Another way to think of it is this: suppose you have a smooth parametrized
curve say in a Riemannian
3-manifold, $\alpha: [0,T] \rightarrow M^3$. Then the claim is that there exists
exists a matching curve $\beta: [0,T] \rightarrow \mathbb E^3$ together with a map
$\phi$ from a neighborhood of the image of $\beta$ to a neighborhood of the image of $\alpha$
that takes the Euclidean metric to the metric of $M^3$ up to first order along the curve.
Furthermore, $\beta$ is uniquely determined up to an isometry of $\mathbb E^3$.
Basically, $\beta$ is what you get if you "roll" $M^3$ along $\mathbb E^3$ along $\gamma$
in a way
that best maintains contact between the two spaces: that is, "without slipping".
To see that the curve $\beta$ (assuming it exists) is uniquely determined by $\alpha$,
we can imagine trying to send a neighborhood of $\beta$ to a neighborhood of another
curve $\gamma: [0,T] \rightarrow \mathbb E^3$ in a way that maintains first order
contact of the metric. If you look at curves parallel to $\beta$ in $\mathbb E^3$, the first
derivative of their arc length
is negative in the direction that $\beta$ is curving. The logarithmic derivative of
arc length, for curves displaced along a normal vector field that remains as parallel to
itself as possible, is the magnitude of the curvature.

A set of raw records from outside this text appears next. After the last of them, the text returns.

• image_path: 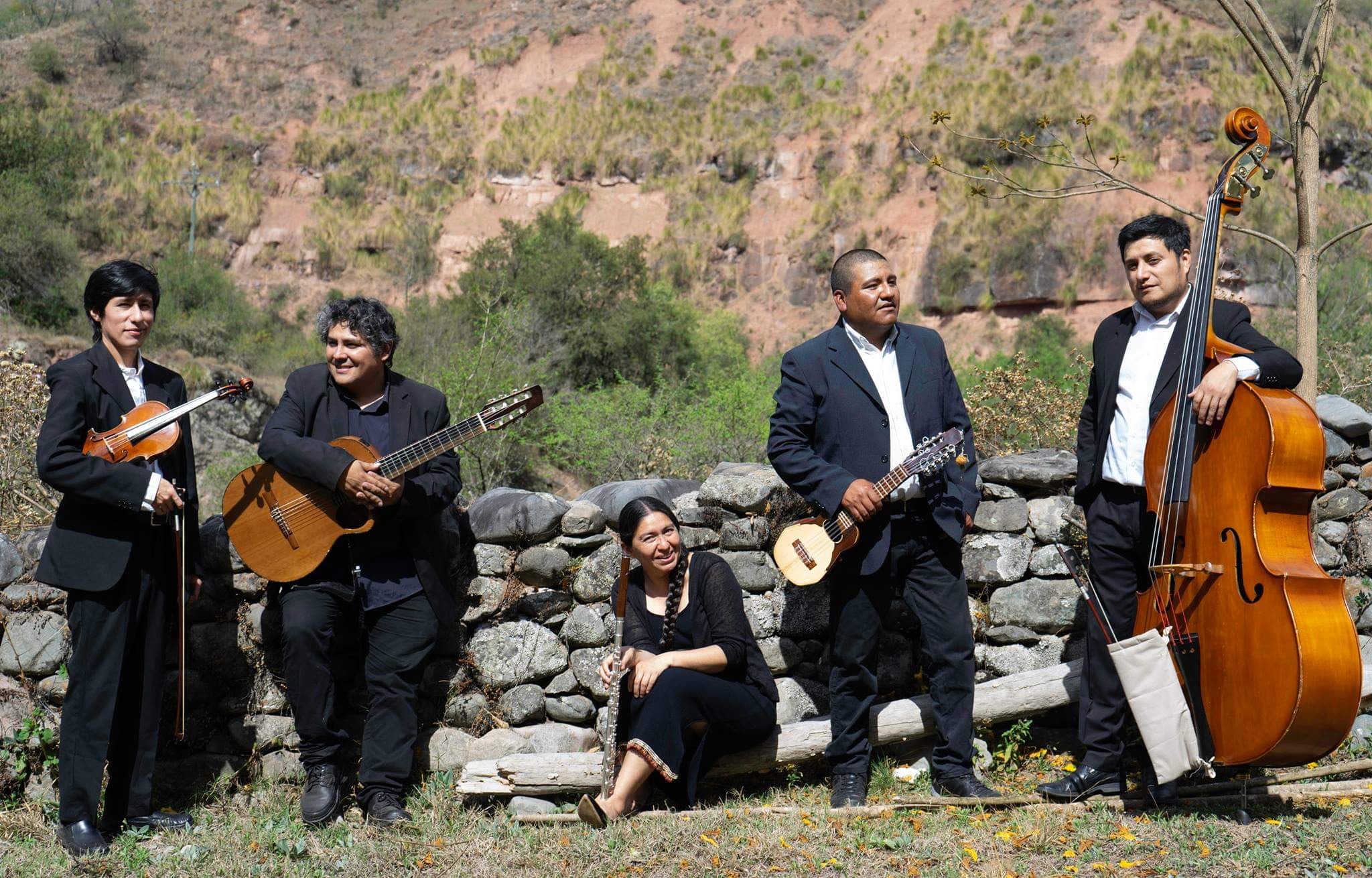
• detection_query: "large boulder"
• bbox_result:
[989,579,1085,634]
[0,611,71,678]
[466,489,568,545]
[1314,393,1372,439]
[962,534,1033,584]
[699,462,791,513]
[466,619,567,689]
[576,479,699,527]
[978,448,1077,489]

If you try to twist the normal coordinate system, this corresponds to the concept
of torsion. It's easiest to visualize along a straight line: if you twist a neighborhood
of a line in space,
you distort the metric on each concentric cylinder, by changing the angles between
cross-section circles and generating lines. I.e., threads that wind around a hose
at angles $\pm \pi/4$ are effective at preventing twisting (= torsion). The same
principle holds for any curve in space: the first order behavior of the metric in a
neighborhood of the curve locks in the Frenet characterization of the curve (well,
the curvature and torsion as a function of arc length, but these
are different from but related to the curvature and torsion of a connection).
Why does the matching curve exist? You can check derviatives etc. but
better to just imagine it. Basically, you could reparametrize $\alpha$ by arc length,
then project a neighborhood of $\alpha$ back to $\alpha$ by sending each point to the closest
point of $\alpha$, and parametrize the lines of projection by their arc length.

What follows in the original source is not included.